We’ll start with a few examples:

0
10,349
896
921,334,234,250,100

Now we’ll build the expression, left to right.


We always start with a digit.

[0-9]

That makes some progress on the examples, which I’ll note with a below:

0█
1█0,349
8█96
9█21,334,234,250,100

Next we appear to have another digit, but not always. We can express that as a maybe:

[0-9]([0-9])?

That makes some more progress on the examples:

0█
10█,349
89█6
92█1,334,234,250,100

The parentheses are not needed in this case since all that was inside was a character class; we could just have correctly written

[0-9][0-9]?

We again have an optional digit: some do, some don’t. We could also say we have an optional comma, but since we can see commas waiting after a digit in one example, we’ll handle the digit first in hopes the comma will be able to be handled all at once:

[0-9][0-9]?[0-9]?

That makes some more progress on the examples:

0█
10█,349
896█
921█,334,234,250,100

Now, we are either done or we have a comma. But, if we have a comma we always have three digits following the comma. A comma followed by three digits is

,[0-9][0-9][0-9]

and we might have zero or more of those, so we put it inside a ()*, like so:

[0-9][0-9]?[0-9]?(,[0-9][0-9][0-9])*

That makes some more progress on the examples:

0█
10,349█
896█
921,334,234,250,100█

We appear to be done!

4.2 Double-quoted strings

Suppose we want to find all the double-quoted strings in a .py file. Some good examples include:

""
"hi"
"say \"hi\" to the visitors, please"

Some bad examples include:

"
hi
"say \\"hi\" to the visitors, please"

It looks like we always start with a quote

"

which updates our example inputs to

good:
    "█"
    "█hi"
    "█say \"hi\" to the visitors, please"
bad:
    "█
    hi
    "█say \\"hi\" to the visitors, please"

Next, we might have zero or more characters within the string

"()*

In-string characters can be almost anything, but \\ and " are special and new-lines cannot appear at all. As usual when some are special we’ll use a | to handle the main cases:

"([^\\"\n]|)*

which updates our example inputs to

good:
    "█"
    "hi█"
    "say █\"hi\" to the visitors, please"
bad:
    "█
    hi
    "say █\\"hi\" to the visitors, please"

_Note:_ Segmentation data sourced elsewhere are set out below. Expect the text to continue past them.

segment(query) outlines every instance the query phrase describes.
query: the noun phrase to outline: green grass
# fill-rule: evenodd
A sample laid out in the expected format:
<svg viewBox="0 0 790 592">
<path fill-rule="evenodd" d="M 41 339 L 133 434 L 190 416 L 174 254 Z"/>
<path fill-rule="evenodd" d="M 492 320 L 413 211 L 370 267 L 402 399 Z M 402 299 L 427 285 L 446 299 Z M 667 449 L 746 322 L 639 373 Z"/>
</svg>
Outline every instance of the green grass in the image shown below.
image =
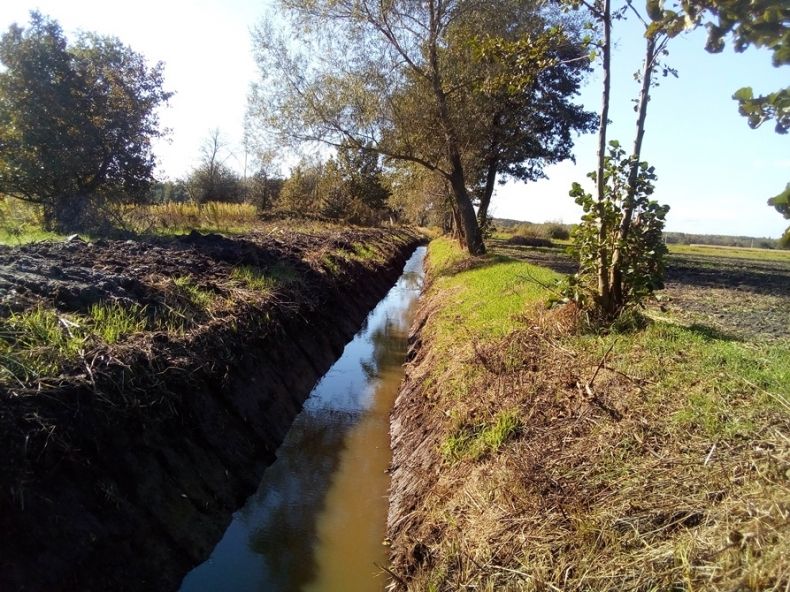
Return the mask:
<svg viewBox="0 0 790 592">
<path fill-rule="evenodd" d="M 91 306 L 89 316 L 93 333 L 107 344 L 145 331 L 148 327 L 147 311 L 136 303 L 101 302 Z"/>
<path fill-rule="evenodd" d="M 79 357 L 85 328 L 72 315 L 37 307 L 0 321 L 0 376 L 12 382 L 57 376 Z"/>
<path fill-rule="evenodd" d="M 173 285 L 179 296 L 187 300 L 195 309 L 207 311 L 216 300 L 213 292 L 198 286 L 190 275 L 173 278 Z"/>
<path fill-rule="evenodd" d="M 459 329 L 477 339 L 492 339 L 513 328 L 513 316 L 529 303 L 545 300 L 559 275 L 500 255 L 468 260 L 455 243 L 439 239 L 430 245 L 436 290 L 448 299 L 434 325 L 441 342 L 458 339 Z M 461 265 L 461 263 L 464 265 Z"/>
<path fill-rule="evenodd" d="M 748 249 L 745 247 L 718 247 L 714 245 L 667 245 L 670 255 L 700 255 L 729 259 L 754 259 L 790 263 L 790 251 L 774 249 Z"/>
<path fill-rule="evenodd" d="M 381 254 L 362 243 L 354 243 L 354 257 L 360 261 L 380 261 Z"/>
<path fill-rule="evenodd" d="M 514 410 L 500 411 L 490 422 L 462 426 L 448 435 L 440 445 L 445 460 L 479 460 L 496 453 L 521 429 L 521 419 Z"/>
<path fill-rule="evenodd" d="M 250 290 L 268 292 L 277 287 L 277 279 L 267 276 L 259 267 L 242 265 L 231 271 L 231 277 Z"/>
<path fill-rule="evenodd" d="M 446 239 L 429 266 L 413 404 L 436 477 L 410 520 L 432 561 L 409 590 L 783 585 L 790 338 L 671 313 L 580 333 L 542 312 L 548 270 Z"/>
<path fill-rule="evenodd" d="M 40 228 L 25 228 L 19 231 L 0 228 L 0 245 L 17 246 L 45 240 L 60 241 L 64 238 L 66 235 Z"/>
</svg>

Our examples are now waiting for a \\ or `". Since " should end the string, we’ll start with the \\.

It’s fine to see \\ in a string, but when we encounter a \\ the next character could be anything (even a " or new-line) without ending the string. That means we want \\.: back-slash anything.

"([^\\"\n]|\\.)*

which updates our example inputs to

good:
    "█"
    "hi█"
    "say \"hi\" to the visitors, please█"
bad:
    "█
    hi
    "say \\█"hi\" to the visitors, please"

The good examples now all end in a ":

"([^\\"\n]|\\.)*"

which updates our example inputs to

good:
    ""█
    "hi"█
    "say \"hi\" to the visitors, please"█
bad:
    "
    hi
    "say \\"█hi\" to the visitors, please"

And we’re done: we matched all the good examples and failed to match any of the bad ones.

Challenge: how would you extend this to match all Python strings, including 'these' and '''these'''?